Nach all dem Knarz und Rotz und Krach, der die letzten Posts hier domnierte, hier mal ein kleiner melodischer Ruhepol. Die 45er der Band aus Philadelphia beherbergt vier eingängige Indierocker, die so auch vor 10-20 Jahren entstanden sein könnten. Das begibt sich schon etwas in Emo-Gewässer und erinnert auch sehr an den Melodischen Punkrock der Mittneunziger, aber zum Glück wählen sie ihre Einflüsse mit Sorgfalt aus. Das wären z.b. Samiam, Leatherface oder Superchunk. Auch zu den Replacements oder späten Hüsker Dü könnte man Vergleiche ziehen. Und gegenwärtig könnte das auch Freunde melodischen Krachs á la Japandroids glücklich machen.
Dieses Quartett aus San Diego spielt eine erfrischend unverkrampfte und verspielte Variante zeitlosen Indierocks, die sich ganz locker in die derzeitige Welle 90er-beeinflusster Bands wie Grass is Green, Slippertails oder Dead Wives einfügt. Dabei zeigen sie ein fabile für gekonnt eingesetzte dissonanzen und locker aus dem Ärmel geschüttelte Schrägheiten. Sie haben unter anderem auch schon Konzerte für Sebadoh eröffnet, das passt auch ganz gut ins Konzept. Erinnert manchmal auch an frühe Wavves, hätten sich jene damals Rollen unter ihre Surfbretter geschraubt.
Action Beat sind eine Noisetruppe aus dem britischen Bletchley, bestehend aus drei oder mehr Drummern und noch mal rund doppelt so vielen Dick- und Dünnsaitenquälern. Als ob das noch nicht genug des Krach- und Chaospotenzials wäre, haben sie sich für ihre aktuelle Veröffentlichung mit G.W. Sok, dem Frontmann der niederländischen Jazzcore-Legende The Ex zusammengetan. Und was dabei am Ende herauskommt braucht sich keineswegs hinter deren Output zu verstecken. Das ist zeitloser, experimenteller Noiserock irgendwo zwischen gaaanz frühen Sonic Youth, frühneunziger Touch and Go (insbesondere z.b. Flour) und AmRep-Zeugs, etwas Post-/Mathcore und auch deutlichen Spuren der japanischen Kollegen á la Boredoms oder Merzbow. Großer Sport ist das.
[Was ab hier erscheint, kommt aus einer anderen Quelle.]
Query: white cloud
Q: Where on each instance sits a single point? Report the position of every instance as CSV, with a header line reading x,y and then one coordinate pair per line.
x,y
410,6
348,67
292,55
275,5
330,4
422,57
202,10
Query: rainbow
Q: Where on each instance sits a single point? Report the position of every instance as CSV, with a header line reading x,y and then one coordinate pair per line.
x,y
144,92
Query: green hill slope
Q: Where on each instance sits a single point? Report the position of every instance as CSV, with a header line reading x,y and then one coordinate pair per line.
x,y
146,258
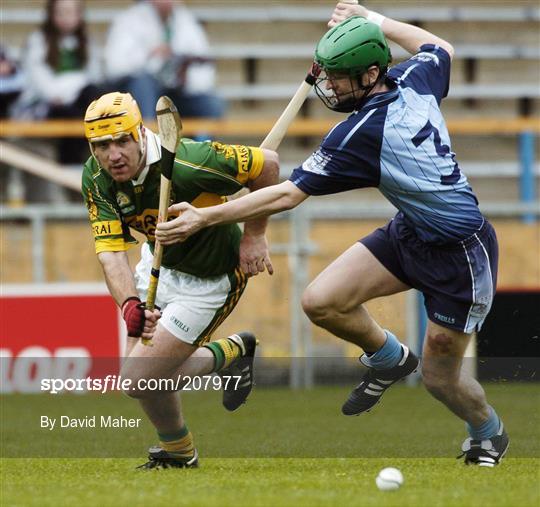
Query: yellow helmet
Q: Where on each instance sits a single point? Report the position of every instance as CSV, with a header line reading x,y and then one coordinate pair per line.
x,y
112,116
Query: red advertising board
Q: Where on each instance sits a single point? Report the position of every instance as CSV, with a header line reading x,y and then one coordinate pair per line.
x,y
57,331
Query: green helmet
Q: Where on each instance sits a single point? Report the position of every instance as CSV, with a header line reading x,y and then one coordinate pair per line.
x,y
352,47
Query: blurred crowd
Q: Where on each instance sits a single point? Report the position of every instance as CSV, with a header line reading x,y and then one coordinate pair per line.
x,y
152,47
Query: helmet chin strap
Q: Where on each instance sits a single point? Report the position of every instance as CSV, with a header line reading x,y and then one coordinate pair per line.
x,y
142,149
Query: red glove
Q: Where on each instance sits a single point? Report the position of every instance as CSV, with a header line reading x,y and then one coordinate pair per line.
x,y
133,314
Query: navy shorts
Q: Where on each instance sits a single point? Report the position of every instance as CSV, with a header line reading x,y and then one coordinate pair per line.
x,y
457,280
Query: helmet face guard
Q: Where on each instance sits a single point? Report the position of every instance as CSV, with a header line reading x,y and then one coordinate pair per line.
x,y
350,49
112,116
345,102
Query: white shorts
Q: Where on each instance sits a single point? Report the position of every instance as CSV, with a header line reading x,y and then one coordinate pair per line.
x,y
192,307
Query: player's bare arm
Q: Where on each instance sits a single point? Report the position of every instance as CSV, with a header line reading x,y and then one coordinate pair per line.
x,y
254,254
119,279
261,203
409,37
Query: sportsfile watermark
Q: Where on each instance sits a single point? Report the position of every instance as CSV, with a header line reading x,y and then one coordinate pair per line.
x,y
112,383
90,409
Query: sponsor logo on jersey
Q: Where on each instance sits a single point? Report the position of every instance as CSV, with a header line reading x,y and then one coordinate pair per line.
x,y
316,163
145,222
444,318
426,57
91,206
124,202
225,149
107,228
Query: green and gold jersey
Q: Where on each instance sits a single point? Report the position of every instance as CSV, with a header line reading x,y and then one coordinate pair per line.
x,y
203,173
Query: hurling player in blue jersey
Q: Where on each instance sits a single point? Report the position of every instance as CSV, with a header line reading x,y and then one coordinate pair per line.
x,y
395,139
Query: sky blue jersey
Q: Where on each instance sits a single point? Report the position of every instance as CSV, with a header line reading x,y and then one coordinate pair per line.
x,y
398,142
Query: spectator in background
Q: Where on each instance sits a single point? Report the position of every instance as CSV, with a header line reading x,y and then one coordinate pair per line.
x,y
11,81
157,47
60,65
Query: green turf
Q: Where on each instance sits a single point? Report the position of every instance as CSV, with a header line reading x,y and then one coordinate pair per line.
x,y
268,482
282,448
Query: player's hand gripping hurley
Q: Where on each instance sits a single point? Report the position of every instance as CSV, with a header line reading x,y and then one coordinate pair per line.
x,y
275,136
170,134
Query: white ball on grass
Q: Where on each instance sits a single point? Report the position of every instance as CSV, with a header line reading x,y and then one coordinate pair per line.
x,y
389,479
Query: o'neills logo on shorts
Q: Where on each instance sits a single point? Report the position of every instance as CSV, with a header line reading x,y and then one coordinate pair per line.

Immer wenn ich denke, in Sachen primitivem Garagenpunk schon alles gehört zu haben, schafft es doch noch irgendwer positiv aus dem ganzen Sumpf herauszustechen. Das letztjährige Album von Strange Attractor war diesbezüglich auch noch mal ein kleiner Schock, der mich vor allem eins lehrte: Es geht immer noch mal eine Nummer reduzierter, einfacher und blöder. Und 'nen gewaltigen Spaß macht's trotzdem. Auf ihrer neuen EP geben sich die Kanadier ein (ganz kleines) bisschen polierter in Songwriting und Produktion, ansonsten ist aber alles beim alten geblieben: Garagenpunk, der auch etwas von der Wut der frühen Hardcore-Ära kanalisiert (und sich auch musikalisch nicht ganz unbeeinflusst zeigt), sich zum Glück aber dabei kein bisschen ernst nimmt.
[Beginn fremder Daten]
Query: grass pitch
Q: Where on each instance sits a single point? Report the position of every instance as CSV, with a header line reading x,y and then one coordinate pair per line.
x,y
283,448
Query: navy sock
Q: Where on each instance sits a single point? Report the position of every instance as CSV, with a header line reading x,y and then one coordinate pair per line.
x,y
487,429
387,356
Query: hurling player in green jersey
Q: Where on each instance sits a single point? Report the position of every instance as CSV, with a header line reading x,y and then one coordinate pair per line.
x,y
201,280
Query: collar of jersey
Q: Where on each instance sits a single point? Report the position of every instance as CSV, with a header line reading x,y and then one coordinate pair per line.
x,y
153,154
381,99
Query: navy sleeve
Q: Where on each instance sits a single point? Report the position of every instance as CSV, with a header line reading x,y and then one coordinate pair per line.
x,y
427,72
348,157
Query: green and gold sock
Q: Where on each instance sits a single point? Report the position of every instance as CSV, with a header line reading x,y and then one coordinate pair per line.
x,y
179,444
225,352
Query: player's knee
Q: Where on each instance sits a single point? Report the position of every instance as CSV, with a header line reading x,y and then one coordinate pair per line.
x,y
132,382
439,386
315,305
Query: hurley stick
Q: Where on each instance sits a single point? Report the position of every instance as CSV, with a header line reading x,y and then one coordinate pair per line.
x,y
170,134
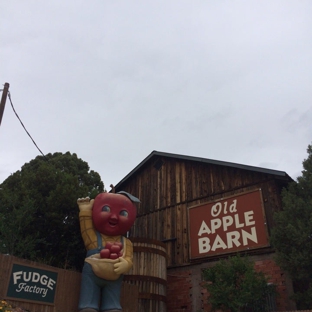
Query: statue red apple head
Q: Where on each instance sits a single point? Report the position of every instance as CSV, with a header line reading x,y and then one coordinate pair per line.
x,y
114,213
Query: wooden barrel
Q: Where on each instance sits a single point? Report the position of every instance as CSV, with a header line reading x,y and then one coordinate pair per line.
x,y
149,273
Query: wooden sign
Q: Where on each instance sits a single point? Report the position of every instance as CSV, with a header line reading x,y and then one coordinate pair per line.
x,y
32,284
228,225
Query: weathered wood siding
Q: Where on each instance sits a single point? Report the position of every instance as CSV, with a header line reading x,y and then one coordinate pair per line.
x,y
167,186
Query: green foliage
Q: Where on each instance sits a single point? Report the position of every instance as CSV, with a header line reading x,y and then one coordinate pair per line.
x,y
292,234
234,285
39,212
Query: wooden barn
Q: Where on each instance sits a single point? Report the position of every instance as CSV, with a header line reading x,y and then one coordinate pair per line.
x,y
200,210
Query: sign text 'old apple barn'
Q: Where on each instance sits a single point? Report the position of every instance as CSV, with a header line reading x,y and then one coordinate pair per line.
x,y
228,225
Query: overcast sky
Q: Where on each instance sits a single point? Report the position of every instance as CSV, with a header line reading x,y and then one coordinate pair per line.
x,y
114,80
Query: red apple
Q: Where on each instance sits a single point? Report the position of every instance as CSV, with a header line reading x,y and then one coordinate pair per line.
x,y
105,253
115,248
113,256
109,245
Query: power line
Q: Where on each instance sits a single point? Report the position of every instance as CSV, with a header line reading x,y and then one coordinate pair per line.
x,y
9,96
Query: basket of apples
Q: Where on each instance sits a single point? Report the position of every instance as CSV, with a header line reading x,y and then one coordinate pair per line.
x,y
103,262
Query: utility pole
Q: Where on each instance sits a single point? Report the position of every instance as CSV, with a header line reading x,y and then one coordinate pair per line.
x,y
3,100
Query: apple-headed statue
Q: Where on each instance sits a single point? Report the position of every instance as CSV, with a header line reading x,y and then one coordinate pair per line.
x,y
103,222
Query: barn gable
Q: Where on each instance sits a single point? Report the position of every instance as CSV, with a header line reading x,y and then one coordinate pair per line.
x,y
168,184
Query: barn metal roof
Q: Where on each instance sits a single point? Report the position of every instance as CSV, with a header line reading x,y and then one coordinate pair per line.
x,y
277,173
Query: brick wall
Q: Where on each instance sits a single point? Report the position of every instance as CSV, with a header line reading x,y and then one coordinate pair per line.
x,y
179,297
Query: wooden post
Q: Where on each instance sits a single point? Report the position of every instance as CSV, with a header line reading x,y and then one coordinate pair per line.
x,y
3,100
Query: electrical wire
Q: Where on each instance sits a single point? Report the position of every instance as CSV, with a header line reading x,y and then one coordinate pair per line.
x,y
9,96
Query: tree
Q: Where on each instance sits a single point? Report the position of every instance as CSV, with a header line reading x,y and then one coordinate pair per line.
x,y
292,234
39,213
235,286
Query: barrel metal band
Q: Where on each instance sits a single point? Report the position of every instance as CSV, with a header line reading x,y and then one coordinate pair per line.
x,y
150,250
152,297
145,278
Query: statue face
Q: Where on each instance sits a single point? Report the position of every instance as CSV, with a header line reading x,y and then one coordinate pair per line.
x,y
113,214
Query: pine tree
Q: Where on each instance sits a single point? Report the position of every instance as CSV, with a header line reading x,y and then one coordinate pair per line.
x,y
39,212
292,234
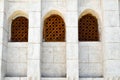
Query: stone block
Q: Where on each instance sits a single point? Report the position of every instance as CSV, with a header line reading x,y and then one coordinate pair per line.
x,y
90,70
111,18
53,70
33,17
34,35
34,51
16,69
71,34
112,68
95,54
47,55
112,51
112,34
71,19
72,51
72,7
110,5
33,72
83,54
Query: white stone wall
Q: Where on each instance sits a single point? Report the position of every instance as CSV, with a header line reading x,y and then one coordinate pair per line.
x,y
17,59
70,60
53,59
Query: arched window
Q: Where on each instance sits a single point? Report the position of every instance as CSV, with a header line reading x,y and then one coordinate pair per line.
x,y
88,28
19,30
54,29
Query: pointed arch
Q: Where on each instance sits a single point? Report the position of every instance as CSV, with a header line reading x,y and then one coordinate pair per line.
x,y
19,27
54,29
88,27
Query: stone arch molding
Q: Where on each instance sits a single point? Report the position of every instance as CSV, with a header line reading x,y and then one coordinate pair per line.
x,y
14,15
96,15
51,13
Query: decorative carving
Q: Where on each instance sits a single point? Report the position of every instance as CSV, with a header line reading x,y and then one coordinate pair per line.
x,y
88,28
19,30
54,29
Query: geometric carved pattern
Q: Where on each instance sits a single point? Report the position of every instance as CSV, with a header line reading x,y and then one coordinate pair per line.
x,y
54,29
19,30
88,28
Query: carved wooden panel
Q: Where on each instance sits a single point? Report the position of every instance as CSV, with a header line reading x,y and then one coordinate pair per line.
x,y
54,29
19,30
88,28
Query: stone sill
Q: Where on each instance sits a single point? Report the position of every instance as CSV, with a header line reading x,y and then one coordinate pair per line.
x,y
91,78
17,44
25,78
54,44
15,78
89,43
54,78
Ziemlich unbemerkt haben Psychic Fair aus dem kanadischen Halifax bereits im Januar dieses tolle Debüt veröffentlicht. Das beginnt mit eher hymnischem Indierock, bei dem ich mich ein wenig an die Australier Blank Realm oder Bed Wettin' Bad Boys erinnert fühle. Wenn sie dann im Mittelteil das Tempo etwas drosseln, kommt ihre psychedelische Seite ans Tageslicht. Überhaupt verpacken sie in den kompakten dreißig Minuten eine erstaunliche Bandbreite an Einflüssen, klingen dabei aber durchweg eigenständig. Nicht zuletzt durch eine schwer auf den Punkt zu bringende, irgendwie beklemmend wirkende Seltsamkeit, die sich wie ein roter Faden durch die Songs und Arrangements zieht.